No que se refere à quarta fase da história do setor energético brasileiro, dá- se, de acordo com Benincá (2011), o processo de desestatização (Programa Nacional de Desestatização, criado em 1990, no governo FHC) em que se observa a concessão

de serviços que outrora eram da incumbência de empresas públicas, para empresas privadas.

Em relação ao setor elétrico, o Estado cria a Agência Nacional de Energia Elétrica (ANEEL), autarquia essa ligada ao Ministério das Minas e Energia, cuja incumbência é a de regular e fiscalizar a produção, transmissão e comercialização da energia elétrica. Neste panorama de privatizações, o Estado passa a

operar como um agente financiador na construção de hidrelétricas, apoiando e subsidiando grandes empresas através do Banco Nacional de Desenvolvimento Econômico e Social (BNDES). Entre as maiores empresas privadas que atuam no setor elétrico brasileiro, encontram-se: Tractebel-Suez (Belga/Francesa), Alcoa (EUA), AES (EUA), American Eletrical Power (EUA), Eletricidadede Portugal (Portugal), Southern Company (EUA), Electricité de France (França), DukeEnergy (EUA), Endesa (Espanha), El Paso (EUA), Banco Santander (Espanha), Banco Bradesco S.A, Companhia Brasileira de Alumínio e Cimentos Votorantin S.A (Brasil) (BENINCÀ, 2011, p. 31-2).

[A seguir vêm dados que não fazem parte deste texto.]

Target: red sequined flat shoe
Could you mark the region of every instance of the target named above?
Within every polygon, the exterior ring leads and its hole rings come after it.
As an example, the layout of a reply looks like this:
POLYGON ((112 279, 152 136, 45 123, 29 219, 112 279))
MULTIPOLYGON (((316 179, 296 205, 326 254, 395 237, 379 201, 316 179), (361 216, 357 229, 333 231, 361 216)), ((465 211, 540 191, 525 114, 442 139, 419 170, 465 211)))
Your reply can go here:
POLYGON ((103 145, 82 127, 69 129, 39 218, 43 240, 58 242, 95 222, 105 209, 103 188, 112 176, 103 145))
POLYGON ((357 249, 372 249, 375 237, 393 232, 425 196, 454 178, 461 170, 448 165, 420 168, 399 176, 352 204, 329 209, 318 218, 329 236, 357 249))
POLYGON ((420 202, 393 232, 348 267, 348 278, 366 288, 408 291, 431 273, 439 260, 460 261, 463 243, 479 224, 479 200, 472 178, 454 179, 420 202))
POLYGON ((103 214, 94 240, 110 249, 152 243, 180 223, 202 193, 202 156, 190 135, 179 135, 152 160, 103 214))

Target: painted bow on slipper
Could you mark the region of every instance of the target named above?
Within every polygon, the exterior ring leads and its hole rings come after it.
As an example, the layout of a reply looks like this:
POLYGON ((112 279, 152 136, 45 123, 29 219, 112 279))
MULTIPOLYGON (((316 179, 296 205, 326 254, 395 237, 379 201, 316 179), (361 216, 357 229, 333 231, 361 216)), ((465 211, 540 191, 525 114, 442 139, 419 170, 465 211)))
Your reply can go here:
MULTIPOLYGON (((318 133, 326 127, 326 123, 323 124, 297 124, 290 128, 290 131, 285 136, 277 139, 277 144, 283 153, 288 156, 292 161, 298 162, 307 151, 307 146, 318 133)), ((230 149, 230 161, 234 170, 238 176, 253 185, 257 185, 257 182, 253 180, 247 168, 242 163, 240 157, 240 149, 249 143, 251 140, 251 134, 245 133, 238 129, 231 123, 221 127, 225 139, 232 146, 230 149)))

Como se vê, a partir do programa de desestatização, o setor de produção e transmissão de energia elétrica brasileiro passa a ser explorado por empresas privadas a partir de processos licitatórios. Essas empresas, ainda segundo Benincá (2011), têm preferência por se instalar em locais onde “as bases naturais são mais vantajosas”. No Brasil, obviamente, essas bases se encontram na Amazônia, que representa 40,5 % do potencial hidrelétrico nacional e cuja estimativa é de cerca de 260 GW. Convém ressaltar o novo papel que assume a Eletrobrás nesse contexto. Essa autarquia federal passa a atuar como planejadora das ações de exploração da energia brasileira.